A two-pronged attack of uncertainty has wiped $27.2 billion from the sharemarket - its deepest one-day rout in almost six weeks.
As speculation intensified about the US Federal Reserve beginning to wind back its massive stimulus program as early as September, the S&P/ASX 200 Index shed 1.9 per cent to 5011.3 points, posting its biggest one-day drop since July 3.
Global markets also took a beating after comments from a pair of US Federal Reserve officials left investors uncertain about the timing of a possible reduction in its bond-buying program.
Dennis Lockhart, president of the Federal Reserve Bank of Atlanta, said the Fed could begin trimming the $US85 billion ($94.8 billion) monthly stimulus program as soon as September. Although he added it may wait longer if the expected economic growth in the year's second half fails to materialise.
Chicago Fed President Charles Evans said the central bank would probably decrease the program later this year and could do so as early as next month, depending on the economic data.
The Dow Jones industrial average fell 93.39 points or 0.6 per cent, to end at 15,518.74. The S&P 500 declined 9.77 points or 0.57 per cent, to 1697.37.
Sharp losses in Japan's Nikkei accelerated the local sell-off late in the session. Tokyo stocks plunged 4 per cent as selling pressure soared because of a stronger yen. The benchmark Nikkei 225 index on Wednesday lost 576.12 points to 13,824.94, marking the biggest drop since mid-June.

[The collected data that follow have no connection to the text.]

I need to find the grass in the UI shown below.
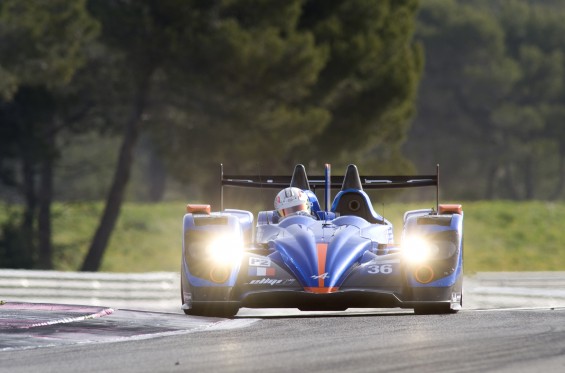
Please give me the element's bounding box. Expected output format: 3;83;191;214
50;202;183;272
459;201;565;272
384;201;565;273
2;201;565;273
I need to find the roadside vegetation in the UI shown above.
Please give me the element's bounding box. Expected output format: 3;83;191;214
386;201;565;273
3;1;565;272
2;200;562;273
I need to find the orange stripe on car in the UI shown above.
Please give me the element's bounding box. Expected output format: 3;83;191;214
304;287;339;294
316;243;328;288
304;243;340;293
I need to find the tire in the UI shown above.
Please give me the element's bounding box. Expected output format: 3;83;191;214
414;303;458;315
184;303;239;318
181;282;239;318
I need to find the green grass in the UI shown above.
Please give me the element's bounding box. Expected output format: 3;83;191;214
460;201;565;272
50;202;183;272
2;201;565;273
385;201;565;273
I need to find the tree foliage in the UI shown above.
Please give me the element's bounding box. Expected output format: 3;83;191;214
408;0;565;200
0;0;99;268
3;0;421;270
6;0;565;272
142;0;423;209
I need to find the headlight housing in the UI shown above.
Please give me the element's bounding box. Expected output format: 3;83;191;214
207;234;244;266
402;236;439;264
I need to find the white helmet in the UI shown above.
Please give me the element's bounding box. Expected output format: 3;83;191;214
274;187;312;218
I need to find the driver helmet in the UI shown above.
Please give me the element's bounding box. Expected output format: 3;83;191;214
274;187;312;218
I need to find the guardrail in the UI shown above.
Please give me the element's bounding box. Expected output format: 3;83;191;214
0;269;180;312
465;272;565;309
1;270;564;311
469;271;565;288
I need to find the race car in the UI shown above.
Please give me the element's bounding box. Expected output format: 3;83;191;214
181;164;463;317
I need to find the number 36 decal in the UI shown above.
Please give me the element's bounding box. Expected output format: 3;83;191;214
368;264;393;274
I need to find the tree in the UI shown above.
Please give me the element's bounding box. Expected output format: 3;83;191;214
155;0;421;192
0;0;423;271
0;0;99;268
407;0;565;200
299;0;422;172
497;1;565;199
80;0;170;271
79;0;423;270
79;0;332;270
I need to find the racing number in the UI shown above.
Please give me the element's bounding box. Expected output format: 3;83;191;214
368;264;393;274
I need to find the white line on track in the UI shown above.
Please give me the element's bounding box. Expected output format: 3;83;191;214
473;306;565;312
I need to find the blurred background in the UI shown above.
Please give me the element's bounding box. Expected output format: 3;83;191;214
1;0;564;273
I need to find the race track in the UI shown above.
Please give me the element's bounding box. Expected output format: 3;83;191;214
1;306;565;372
2;273;565;372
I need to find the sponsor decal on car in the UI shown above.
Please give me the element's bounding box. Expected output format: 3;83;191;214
311;272;330;280
247;278;296;286
248;267;275;277
249;257;271;267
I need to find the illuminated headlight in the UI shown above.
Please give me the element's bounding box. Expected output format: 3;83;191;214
402;236;439;264
207;234;244;265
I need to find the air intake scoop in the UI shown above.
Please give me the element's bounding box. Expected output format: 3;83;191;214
290;164;310;190
341;164;363;191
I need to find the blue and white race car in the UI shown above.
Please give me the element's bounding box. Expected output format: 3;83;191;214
181;164;464;317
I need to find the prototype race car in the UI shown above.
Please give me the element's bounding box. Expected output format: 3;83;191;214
181;164;464;317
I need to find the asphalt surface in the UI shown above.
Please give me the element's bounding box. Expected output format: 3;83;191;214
1;304;565;373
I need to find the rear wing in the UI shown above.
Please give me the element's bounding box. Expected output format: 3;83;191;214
219;164;440;213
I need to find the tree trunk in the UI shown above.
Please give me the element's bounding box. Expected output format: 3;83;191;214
523;155;535;200
503;164;520;200
551;144;565;200
484;162;497;200
81;76;151;272
20;142;37;268
37;121;55;269
141;134;167;202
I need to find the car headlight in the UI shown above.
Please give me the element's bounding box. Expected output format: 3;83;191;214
207;234;244;266
402;236;439;264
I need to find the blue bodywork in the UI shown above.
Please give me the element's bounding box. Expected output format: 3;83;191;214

Late Wednesday the Australian dollar was trading at US89.62¢, down from US89.81¢ on Tuesday.
The Reserve Bank signalled on Tuesday it could end its easing cycle after it cut the official cash interest rate for the second time in four months. That combined with an election campaign, which normally steers the market sideways, compounded the plunge in negative territory, according to AMP chief economist Shane Oliver.
Dr Oliver said the uncertainty usually scared off foreign investors, which control about 30 per cent of the Australian market.
"That has been reinforced by all this tapering talk," Dr Oliver said. "If you go back to May and June when the tapering talk in the US first erupted it tended to be positive for the US dollar and negative for currencies like the Australian dollar, and that has weighed on our sharemarket.
"There's this thought that if America's economy is looking stronger and they're starting to reduce the monetary stimulus then it makes sense to start putting money back in the US, and by implication that means less money for Australia."
But RBS Morgan private client adviser Bill Bishop said the Fed comments should not have taken the market by surprise:
"They're gently breaking us in, and it had to happen, quite frankly," he said. "They're going to happen to do it sooner or later, and the market's hooked on the drug [of stimulus], and they like it."
The resource sector led the nosedive on the ASX, sliding 2.6 per cent, after the High Court found a super-profits tax on iron ore and coal mines was constitutional.
Fortescue Metals, which led the challenge, fell 4.6 per cent to $3.75. BHP Billiton and Rio Tinto were also down, slipping 2 per cent to $34.90 and 2.1 per cent to $58.60 respectively.
The big banks also weighed on the market with Commonwealth shedding $1.45, or 2 per cent, to $72.08, and Westpac finishing 70¢, or 2.2 per cent, lower at $72.08. NAB and ANZ fell 1.7 per cent to $30.53 and 2.2 per cent to $29.10 respectively.
Surfwear company Billabong was the best-performing stock, rising 10.1 per cent to 49¢.